Jaksa Agung Muda Perdata dan Tata Usaha Negara (Jamdatun) Prof. Dr. R. Narendra Jatna, S.H., LL.M sebagai perwakilan Kejaksaan Agung Republik Indonesia secara resmi menerima kunjungan kehormatan (Courtesy Call) dari delegasi China University of Political Science and Law (CUPL) pada hari Kamis, 26 Maret 2026 di Ruang Rapat Utama Gedung Utama Kejaksaan Agung, Jakarta Pusat. Pertemuan yang diisi dengan diskusi konstruktif ini bertujuan untuk memperkuat kemitraan akademis dan profesional antara lembaga hukum Indonesia dengan institusi pendidikan hukum ternama dari China.
Dalam pertemuan yang dihadiri oleh sejumlah perwakilan tinggi dari kedua institusi tersebut, salah satu poin krusial yang menjadi fokus pembahasan adalah usulan resmi untuk mendirikan China-Indonesia Investment and Rule of Law Research Center. Kejaksaan Agung Republik Indonesia dengan bangga menyatakan dukungannya penuh terhadap usulan tersebut dan secara resmi mendorong Sekolah Tinggi Ilmu Hukum (STIH) Adhyaksa untuk menjadi tuan rumah sekaligus mitra akademis utama dalam mewujudkan pusat penelitian yang akan fokus pada kajian hukum perdagangan, investasi, dan supremasi hukum di antara kedua negara ini.
Dalam paparannya, Jamdatun Prof. Dr. R. Narendra Jatna menyampaikan bahwa pendirian pusat penelitian tersebut akan memberikan kontribusi signifikan bagi pengembangan kebijakan hukum yang adaptif dengan perkembangan dinamika ekonomi dan hubungan bilateral Indonesia-China. “Kami yakin bahwa melalui pusat penelitian ini, kedua negara dapat saling belajar dan berbagi pengalaman dalam mengelola isu-isu hukum yang berkaitan dengan investasi, sehingga dapat menciptakan lingkungan hukum yang kondusif dan mendukung pertumbuhan ekonomi bersama,” ujarnya.
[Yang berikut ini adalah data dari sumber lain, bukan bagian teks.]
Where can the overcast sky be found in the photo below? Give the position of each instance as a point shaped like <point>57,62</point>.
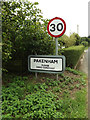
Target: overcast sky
<point>74,12</point>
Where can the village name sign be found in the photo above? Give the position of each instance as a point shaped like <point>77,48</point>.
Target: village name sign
<point>45,63</point>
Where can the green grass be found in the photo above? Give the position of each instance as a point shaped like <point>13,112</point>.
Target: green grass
<point>23,98</point>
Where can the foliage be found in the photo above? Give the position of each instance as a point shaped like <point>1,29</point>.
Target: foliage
<point>84,43</point>
<point>72,55</point>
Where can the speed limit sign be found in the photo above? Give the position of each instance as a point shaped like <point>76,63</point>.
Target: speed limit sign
<point>56,27</point>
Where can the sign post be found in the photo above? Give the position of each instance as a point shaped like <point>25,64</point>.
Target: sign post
<point>45,63</point>
<point>56,40</point>
<point>56,28</point>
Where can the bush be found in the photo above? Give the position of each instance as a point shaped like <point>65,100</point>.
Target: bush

Selain membahas rencana pendirian pusat penelitian, pertemuan ini juga menyentuh aspek pengembangan sumber daya manusia sebagai bagian penting dari kerja sama jangka panjang. Kejaksaan Agung menyampaikan aspirasi dari dua akademisi muda STIH Adhyaksa yang juga merupakan anggota aktif Lembaga Kajian Internasional dan Perbandingan (LCIC), yaitu Adilla Meytiara Intan dan Adery Ardhan Saputro. Keduanya memiliki ketertarikan mendalam pada bidang hukum internasional, khususnya dalam kajian hukum perdagangan internasional dan hukum investasi, serta berharap dapat melanjutkan studi jenjang Doktor (S3) di CUPL.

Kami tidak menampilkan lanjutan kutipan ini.